Соланж за спиной у Кобро склонилась над трупом. Обжигающе сладкий запах сочащейся крови сводил ее с ума. Ей не хватило крови, выпитой у Палатазина, чтобы согреться, и она должна была продолжать – должна, – чтобы не дать замерзнуть венам. Соланж опустила голову к луже и лакала ее с закрытыми глазами, словно изголодавшееся животное. Она узнала аромат. Воспоминания вскипали в голове, как радужные пузыри из черной застоявшейся лужи. Соланж как будто проснулась после кошмара в наполненной солнечным светом и запахом цветов комнате, и стоит ей перевернуться на другой бок в постели, как она сможет обнять Уэса и прижаться к его телу.
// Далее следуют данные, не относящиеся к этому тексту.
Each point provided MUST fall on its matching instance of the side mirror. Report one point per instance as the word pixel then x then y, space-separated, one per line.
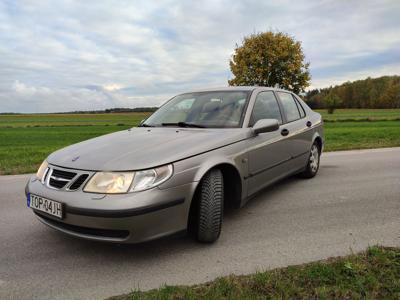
pixel 265 125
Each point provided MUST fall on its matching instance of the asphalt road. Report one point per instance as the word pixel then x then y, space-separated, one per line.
pixel 352 203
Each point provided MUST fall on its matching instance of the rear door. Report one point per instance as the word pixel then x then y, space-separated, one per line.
pixel 268 152
pixel 297 126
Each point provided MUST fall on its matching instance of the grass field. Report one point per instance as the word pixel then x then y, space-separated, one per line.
pixel 361 114
pixel 25 140
pixel 374 274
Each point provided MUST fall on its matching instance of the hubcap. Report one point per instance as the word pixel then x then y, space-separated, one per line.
pixel 314 158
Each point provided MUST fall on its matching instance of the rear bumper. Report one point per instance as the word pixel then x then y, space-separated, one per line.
pixel 127 218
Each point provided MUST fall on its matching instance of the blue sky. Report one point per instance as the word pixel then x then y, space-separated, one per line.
pixel 84 55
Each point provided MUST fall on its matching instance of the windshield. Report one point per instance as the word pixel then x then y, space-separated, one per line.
pixel 202 109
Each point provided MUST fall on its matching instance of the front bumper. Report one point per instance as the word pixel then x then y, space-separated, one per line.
pixel 122 218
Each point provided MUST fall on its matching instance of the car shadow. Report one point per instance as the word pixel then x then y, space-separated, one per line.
pixel 177 244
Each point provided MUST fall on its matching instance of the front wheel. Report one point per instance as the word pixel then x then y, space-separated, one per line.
pixel 313 162
pixel 211 206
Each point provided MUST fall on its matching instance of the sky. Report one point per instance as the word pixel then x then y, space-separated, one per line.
pixel 71 55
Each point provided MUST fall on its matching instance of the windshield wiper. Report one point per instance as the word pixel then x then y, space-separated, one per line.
pixel 183 124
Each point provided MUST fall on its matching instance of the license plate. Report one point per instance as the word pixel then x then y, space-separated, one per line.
pixel 48 206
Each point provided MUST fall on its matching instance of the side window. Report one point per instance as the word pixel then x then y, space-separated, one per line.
pixel 265 107
pixel 290 106
pixel 300 107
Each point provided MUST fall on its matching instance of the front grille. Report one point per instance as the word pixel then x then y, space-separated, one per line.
pixel 106 233
pixel 63 174
pixel 59 178
pixel 77 183
pixel 62 179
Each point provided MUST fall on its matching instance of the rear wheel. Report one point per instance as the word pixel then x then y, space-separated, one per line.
pixel 211 206
pixel 313 162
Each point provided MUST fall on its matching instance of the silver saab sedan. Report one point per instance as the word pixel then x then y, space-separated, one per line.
pixel 197 153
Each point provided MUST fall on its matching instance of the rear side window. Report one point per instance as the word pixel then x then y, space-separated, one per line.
pixel 290 106
pixel 300 107
pixel 265 107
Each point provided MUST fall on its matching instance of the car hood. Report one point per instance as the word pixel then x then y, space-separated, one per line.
pixel 142 148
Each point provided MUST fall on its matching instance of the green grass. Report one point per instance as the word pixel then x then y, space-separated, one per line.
pixel 374 274
pixel 36 120
pixel 22 149
pixel 25 140
pixel 361 135
pixel 360 114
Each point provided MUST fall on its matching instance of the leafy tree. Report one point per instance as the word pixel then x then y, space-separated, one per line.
pixel 267 59
pixel 332 102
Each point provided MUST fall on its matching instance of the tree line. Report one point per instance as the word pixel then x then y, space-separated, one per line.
pixel 382 92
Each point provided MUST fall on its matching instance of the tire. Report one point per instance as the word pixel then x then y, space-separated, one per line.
pixel 211 207
pixel 313 162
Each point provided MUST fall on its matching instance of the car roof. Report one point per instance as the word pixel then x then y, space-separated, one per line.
pixel 237 88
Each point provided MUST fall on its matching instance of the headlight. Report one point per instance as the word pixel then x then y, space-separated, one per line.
pixel 109 183
pixel 42 170
pixel 123 182
pixel 150 178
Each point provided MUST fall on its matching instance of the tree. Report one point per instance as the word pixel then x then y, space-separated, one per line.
pixel 267 59
pixel 332 102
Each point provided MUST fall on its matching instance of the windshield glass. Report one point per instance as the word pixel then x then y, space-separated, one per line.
pixel 202 109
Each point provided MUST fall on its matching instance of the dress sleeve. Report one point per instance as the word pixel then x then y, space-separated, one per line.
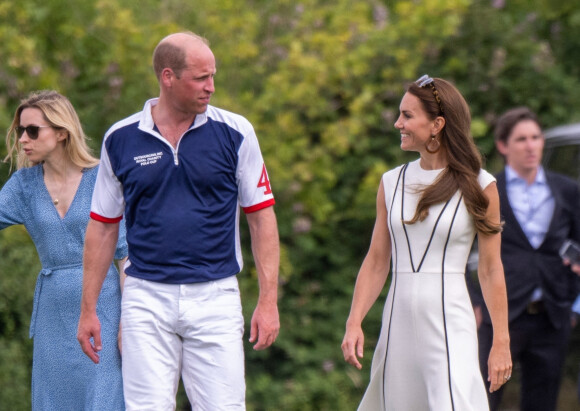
pixel 12 202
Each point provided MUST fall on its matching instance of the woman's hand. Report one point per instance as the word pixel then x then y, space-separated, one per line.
pixel 353 345
pixel 499 365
Темно-красные капли падали с ее губ, она подняла голову и поняла, что не видит своего отражения в мерцающей луже. В крови были воспоминания, от которых ей стало холодно, очень холодно. Она прикоснулась к его голове, к знакомому ералашу волос на мертвом черепе. Мощные потоки извивались и бурлили в ней, армии сражались за единственный фут земли. Она была мертва. Но не совсем мертва, но и не жива. Существовала во мраке. И тот, кто с ней это сделал, теперь со смехом приближается к этим двум смертным. Тот, кто забрал ее из света во тьму. Тот, кто убил Уэса. Не мертвый. Не живой. Не мертвый. Не, не…
Она обхватила голову руками и закричала.
Кобро вздрогнул и оглянулся на нее.
И Палатазин ударил расщепленной ножкой стола ему в сердце. Однако острие ударило в маузер в кобуре под курткой, и Кобро только пошатнулся. Он тут же схватил импровизированный кол, вырвал его из рук Палатазина и отбросил в сторону.
– Не выйдет, Ван Хельсинг! – ухмыльнулся он. – Так старину Кобро не прикончишь!
Руки его молниеносно взвились, откинули назад подбородок Палатазина и обнажили искусанное горло. Томми ухватил Кобро за волосы и попытался выдавить ему глаза, но вампир наотмашь ударил мальчика по щеке, словно муху прихлопнул. Оглушенный, Томми упал.
Рот Кобро приоткрылся. Палатазин сопротивлялся как мог, сознавая, что через мгновение вольется в ряды нежити. Голова Кобро наклонилась, клыки выскочили на изготовку.